According to an embodiment of the MRI apparatus of the present invention, the yoke may include a plurality of segments which have different shapes, and those segments of different shapes may be combined in such a pattern as to match the magnetic induction lines of the fluxes generated by the magnetostatic field generating magnets.
According to an aspect of the MRI apparatus of the present invention, the yoke of the magnetic circuit is formed by a combination of a plurality of segments as subdivisions thereof, the segments of different sizes can be easily manufactured by an ordinary cutting process or a machining process of standardized steel plate product available on the market, and easily transferred by a simple carriage to the installation site of the MRI apparatus, and assembled to build the MRI apparatus there. If the yoke is composed of small segments and the respective segments are formed in appropriately selected shapes, a yoke of an optimum shape can be obtained which is suitable for the flux distribution in the yoke and which minimizes the leakage magnetic field. It is not practical to try to obtain a yoke of such an optimum shape that matches the flux distribution by cutting or by any other machining process from a steel material of large bulk.

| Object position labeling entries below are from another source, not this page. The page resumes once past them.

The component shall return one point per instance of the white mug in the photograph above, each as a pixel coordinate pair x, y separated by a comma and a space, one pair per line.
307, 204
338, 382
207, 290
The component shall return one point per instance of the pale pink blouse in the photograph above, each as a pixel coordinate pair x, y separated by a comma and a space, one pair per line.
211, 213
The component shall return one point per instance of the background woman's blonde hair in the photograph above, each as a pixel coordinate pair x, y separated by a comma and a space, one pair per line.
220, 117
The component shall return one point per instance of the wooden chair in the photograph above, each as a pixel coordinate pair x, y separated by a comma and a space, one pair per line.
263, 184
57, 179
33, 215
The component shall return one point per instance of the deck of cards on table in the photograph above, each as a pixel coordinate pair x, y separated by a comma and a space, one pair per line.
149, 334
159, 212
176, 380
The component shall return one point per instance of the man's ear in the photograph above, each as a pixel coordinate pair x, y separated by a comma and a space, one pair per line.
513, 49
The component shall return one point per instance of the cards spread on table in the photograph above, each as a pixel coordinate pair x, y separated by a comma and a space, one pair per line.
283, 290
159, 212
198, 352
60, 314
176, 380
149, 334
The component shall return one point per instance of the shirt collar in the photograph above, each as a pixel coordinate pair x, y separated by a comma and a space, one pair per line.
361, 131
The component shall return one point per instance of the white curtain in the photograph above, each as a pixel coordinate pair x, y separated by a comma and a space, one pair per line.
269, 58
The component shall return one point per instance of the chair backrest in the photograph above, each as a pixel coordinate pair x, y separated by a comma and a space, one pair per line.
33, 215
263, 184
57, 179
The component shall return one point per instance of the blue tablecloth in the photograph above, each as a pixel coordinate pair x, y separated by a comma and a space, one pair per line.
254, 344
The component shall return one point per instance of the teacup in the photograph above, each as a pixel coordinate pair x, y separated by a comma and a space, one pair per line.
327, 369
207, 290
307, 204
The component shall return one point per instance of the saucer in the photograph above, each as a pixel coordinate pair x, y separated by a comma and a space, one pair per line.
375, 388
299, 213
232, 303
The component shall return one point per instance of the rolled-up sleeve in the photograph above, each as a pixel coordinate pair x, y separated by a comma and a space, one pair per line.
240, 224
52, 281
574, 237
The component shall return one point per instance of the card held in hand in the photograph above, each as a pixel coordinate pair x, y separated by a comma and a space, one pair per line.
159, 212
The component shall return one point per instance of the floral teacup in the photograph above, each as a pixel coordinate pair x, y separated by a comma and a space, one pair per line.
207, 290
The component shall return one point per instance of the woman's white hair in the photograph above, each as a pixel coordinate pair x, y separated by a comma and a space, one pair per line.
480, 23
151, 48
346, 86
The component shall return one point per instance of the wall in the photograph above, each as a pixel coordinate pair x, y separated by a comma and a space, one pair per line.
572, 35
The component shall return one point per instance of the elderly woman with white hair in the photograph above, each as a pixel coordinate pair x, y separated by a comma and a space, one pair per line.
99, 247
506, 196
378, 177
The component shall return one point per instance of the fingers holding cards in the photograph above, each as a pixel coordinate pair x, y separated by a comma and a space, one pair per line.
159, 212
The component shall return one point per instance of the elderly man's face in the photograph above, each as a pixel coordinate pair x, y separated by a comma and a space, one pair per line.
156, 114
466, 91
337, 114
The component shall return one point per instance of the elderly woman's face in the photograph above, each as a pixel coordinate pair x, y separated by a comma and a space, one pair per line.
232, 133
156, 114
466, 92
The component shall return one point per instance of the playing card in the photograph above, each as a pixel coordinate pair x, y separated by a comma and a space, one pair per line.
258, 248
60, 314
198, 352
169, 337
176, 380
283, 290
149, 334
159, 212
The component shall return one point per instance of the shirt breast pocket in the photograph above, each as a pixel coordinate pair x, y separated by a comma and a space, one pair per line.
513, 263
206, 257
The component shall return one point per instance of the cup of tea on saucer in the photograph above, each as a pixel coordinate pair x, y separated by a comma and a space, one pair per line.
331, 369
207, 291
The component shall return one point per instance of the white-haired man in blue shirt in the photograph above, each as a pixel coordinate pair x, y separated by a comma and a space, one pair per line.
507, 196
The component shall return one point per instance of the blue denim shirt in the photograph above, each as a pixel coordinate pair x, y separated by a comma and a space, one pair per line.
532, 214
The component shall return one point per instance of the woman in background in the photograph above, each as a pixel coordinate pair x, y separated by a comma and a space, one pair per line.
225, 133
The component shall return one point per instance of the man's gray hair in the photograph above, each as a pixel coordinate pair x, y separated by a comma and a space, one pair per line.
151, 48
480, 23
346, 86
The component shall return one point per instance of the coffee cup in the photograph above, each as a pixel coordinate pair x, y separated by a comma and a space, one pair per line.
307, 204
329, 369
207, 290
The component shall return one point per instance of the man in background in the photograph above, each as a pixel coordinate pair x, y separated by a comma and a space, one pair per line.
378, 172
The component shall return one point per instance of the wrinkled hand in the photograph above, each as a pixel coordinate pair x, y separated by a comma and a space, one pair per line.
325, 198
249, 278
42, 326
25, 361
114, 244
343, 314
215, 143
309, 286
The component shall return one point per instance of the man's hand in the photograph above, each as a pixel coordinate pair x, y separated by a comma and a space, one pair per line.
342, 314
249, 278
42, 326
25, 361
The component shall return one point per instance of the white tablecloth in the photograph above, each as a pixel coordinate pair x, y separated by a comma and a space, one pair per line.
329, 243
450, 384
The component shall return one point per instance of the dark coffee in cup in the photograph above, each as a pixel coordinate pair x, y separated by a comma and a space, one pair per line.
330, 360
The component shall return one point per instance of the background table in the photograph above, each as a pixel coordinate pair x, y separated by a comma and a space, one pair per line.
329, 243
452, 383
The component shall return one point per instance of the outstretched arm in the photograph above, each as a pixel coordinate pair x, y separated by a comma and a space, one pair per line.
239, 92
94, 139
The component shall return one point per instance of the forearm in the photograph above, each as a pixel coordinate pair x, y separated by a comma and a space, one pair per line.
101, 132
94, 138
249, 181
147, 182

According to further aspect of the MRI apparatus of the present invention, a method of assembling the MRI apparatus is carried out as follows. In a desired place, a plurality of segments of the first plate member are stacked by fixing one after another, and those segments are connected together to thereby assemble the first plate member. Then, a plurality of segments of the support-post members are fixed one after another to the first plate member, and the support-post segments are connected to thereby assemble the support-post members. After this, a magnet device assembly is provided which connects the first magnet device and the second magnet device together by a connection pipe, the first and second magnet devices being arranged in face-to-face relation with each other across a predetermined space. The magnet device assembly is fixed to the first plate member and also to the support-post member in such a way that the first magnet device is located on the first plate member. Then, a plurality of segments of the second plate member are fixed one after another on the second magnet device, and thus the second plate member is assembled.
According to an aspect of assembling the MRI apparatus of the present invention, the MRI apparatus may be configured such that the magnet devices are to be mounted in the course of assembly of the magnetic shield, in which case, the magnet devices can be assembled, inspected and maintained merely by dismounting at least a part of the yoke.